Iniciamos mais um ano. Assim o obriga o calendário gregoriano que tem esta coisa mágica de fazer parecer que apenas num dia a seguir ao outro, que por acaso foi o último do ano anterior, torna logo tudo tão diferente, tudo tão cheio de esperança, tudo num tomara que desta vez é que seja. Para muitos é isso, uma renovação de esperanças; para outros, tempo de reflexão e balanços e para outros, os mais pragmáticos, tempo de ficar na cama a curar a senhora bebedeira da véspera. Não escapo ao conjunto daqueles que balanceiam espaços temporais, mas já não me revejo no grupo dos esperançosos. Quanto à curtição, se as palavras escritas não me atraiçoarem, parece que não houve nada de especial apesar de, para espanto meu (oh my God!), ter descoberto em cima da mesa do jantar / reveillon de ontem muitas mais garrafas vazias do que as que esperava.
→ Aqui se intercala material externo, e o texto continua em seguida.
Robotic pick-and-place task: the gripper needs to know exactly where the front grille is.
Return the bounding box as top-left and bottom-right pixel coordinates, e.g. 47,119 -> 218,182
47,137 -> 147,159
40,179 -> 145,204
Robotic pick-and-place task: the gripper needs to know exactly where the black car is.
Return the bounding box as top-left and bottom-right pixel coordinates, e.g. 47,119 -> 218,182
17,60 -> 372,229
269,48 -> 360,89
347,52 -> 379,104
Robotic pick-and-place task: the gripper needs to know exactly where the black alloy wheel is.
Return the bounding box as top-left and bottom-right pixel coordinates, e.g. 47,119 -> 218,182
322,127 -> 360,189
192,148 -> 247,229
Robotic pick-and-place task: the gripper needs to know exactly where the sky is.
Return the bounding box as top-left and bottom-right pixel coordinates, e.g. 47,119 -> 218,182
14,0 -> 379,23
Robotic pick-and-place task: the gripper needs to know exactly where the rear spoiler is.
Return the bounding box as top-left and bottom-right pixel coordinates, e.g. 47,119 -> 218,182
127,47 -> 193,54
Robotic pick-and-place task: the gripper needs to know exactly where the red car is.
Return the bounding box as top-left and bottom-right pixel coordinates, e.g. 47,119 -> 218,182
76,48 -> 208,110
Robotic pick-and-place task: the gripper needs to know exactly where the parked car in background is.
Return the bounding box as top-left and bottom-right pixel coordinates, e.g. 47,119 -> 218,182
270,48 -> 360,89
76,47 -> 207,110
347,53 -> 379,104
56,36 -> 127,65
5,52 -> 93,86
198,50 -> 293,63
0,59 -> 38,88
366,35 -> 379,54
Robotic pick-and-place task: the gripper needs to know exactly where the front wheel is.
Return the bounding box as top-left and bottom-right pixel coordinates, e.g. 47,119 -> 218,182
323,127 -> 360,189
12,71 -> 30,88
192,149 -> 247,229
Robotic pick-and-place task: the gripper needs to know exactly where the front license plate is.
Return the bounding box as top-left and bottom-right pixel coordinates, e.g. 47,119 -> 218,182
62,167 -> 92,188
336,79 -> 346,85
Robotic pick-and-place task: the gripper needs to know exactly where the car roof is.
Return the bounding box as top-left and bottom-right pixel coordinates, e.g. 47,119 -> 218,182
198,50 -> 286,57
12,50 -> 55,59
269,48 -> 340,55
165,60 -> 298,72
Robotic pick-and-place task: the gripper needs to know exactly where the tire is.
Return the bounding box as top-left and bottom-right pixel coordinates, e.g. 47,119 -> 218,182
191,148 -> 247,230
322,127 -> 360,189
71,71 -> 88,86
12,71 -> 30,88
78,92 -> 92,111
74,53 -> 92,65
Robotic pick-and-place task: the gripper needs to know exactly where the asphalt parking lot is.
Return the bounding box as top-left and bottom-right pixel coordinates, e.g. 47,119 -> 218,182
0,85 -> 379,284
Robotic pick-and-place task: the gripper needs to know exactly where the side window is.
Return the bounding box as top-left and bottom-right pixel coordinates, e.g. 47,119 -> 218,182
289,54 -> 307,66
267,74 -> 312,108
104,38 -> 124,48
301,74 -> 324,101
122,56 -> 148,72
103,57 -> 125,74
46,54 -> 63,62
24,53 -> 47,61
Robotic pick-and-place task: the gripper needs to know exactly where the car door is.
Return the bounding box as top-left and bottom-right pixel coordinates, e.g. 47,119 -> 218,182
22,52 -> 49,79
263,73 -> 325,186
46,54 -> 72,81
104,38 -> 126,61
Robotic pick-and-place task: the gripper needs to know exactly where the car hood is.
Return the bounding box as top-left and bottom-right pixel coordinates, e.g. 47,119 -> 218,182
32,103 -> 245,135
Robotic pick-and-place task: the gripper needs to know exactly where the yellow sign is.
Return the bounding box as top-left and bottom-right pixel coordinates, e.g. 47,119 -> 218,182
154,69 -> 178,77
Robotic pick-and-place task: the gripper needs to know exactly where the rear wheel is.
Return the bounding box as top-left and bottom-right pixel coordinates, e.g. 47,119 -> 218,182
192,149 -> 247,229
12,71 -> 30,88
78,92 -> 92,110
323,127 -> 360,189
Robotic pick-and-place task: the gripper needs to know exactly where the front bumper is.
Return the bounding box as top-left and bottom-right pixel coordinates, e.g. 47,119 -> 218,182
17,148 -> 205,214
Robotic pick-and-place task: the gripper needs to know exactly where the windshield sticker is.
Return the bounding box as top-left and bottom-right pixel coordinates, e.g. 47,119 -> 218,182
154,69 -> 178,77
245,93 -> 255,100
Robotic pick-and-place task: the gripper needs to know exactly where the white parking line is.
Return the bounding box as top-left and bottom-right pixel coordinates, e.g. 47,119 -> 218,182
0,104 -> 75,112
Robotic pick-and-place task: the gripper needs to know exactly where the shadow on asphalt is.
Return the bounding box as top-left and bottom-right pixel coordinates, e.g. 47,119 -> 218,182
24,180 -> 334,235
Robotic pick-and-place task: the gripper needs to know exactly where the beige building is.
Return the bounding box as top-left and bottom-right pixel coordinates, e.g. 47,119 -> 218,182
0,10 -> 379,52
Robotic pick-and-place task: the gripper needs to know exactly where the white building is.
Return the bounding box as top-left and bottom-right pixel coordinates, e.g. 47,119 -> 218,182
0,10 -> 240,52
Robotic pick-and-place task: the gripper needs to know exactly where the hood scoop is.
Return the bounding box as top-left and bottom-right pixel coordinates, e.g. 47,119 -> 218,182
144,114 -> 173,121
O ano que findou foi um ano de emoções mistas, um ano de grandes alegrias e de outras tristezas que, infelizmente, não são passíveis de evitar. Ou talvez sim, mas seriam contas de outro rosário que não vou aqui desfiar. Além de outros tive o especial amargo de coração de ver partir o meu sogro, pessoa de quem gostava muito, mas também tive muitas comemorações que, tudo indica, se prolongarão por este ano. Vi o meu filho terminar a sua formação académica, hoje já arquitecto a trabalhar num atelier na Suiça por sua própria opção, vi a minha filha casar-se e vi-a terminar a sua tese de doutoramento, faltando “apenas” a sua defesa em sede de dissertação, o que poderá ocorrer já no início deste ano. No que respeita a coisas da minha própria intimidade está dito o essencial.
Foi também um ano em que se confirmou o que todos já sabiam que iria acontecer mas que era preciso legitimar pelo voto do nosso povo. Os ataques desmedidos aos funcionários públicos, com especial ênfase nos professores, o sistema de ensino que ninguém consegue reformar, o sistema de saúde que ou não funciona ou funciona mal, a justiça que não anda nem desanda com processos a arrastarem-se penosamente nos procuradores e nos tribunais, as situações dúbias relativas a putativos actos de corrupção sem esclarecimento cabal, tudo isso acabou premiado, ao manterem-se os mesmos e as mesmas políticas em frente da governação. Os milhares de desempregados que em cada dia engrossam fileiras, as empresas que teimam em fechar ou a “deslocalizarem-se”, os subsídios escassos a quem efectivamente precisa e que nos vai mostrando uma fileira de pobres a puxar-nos, hora a hora, cada vez mais para a cauda do pelotão do desenvolvimento obriga-me a que, como disse atrás, me exclua do grupo daqueles que ainda mantêm viva alguma esperança.
Por mim, vou bebendo uns copos e deixando que a água corra por debaixo das pontes. Se for vivo, amanhã, brindarei de novo ao Deus Sol.
Feliz Ano de 2010 é o meu voto para vocês, minhas amigas e meus amigos leitores.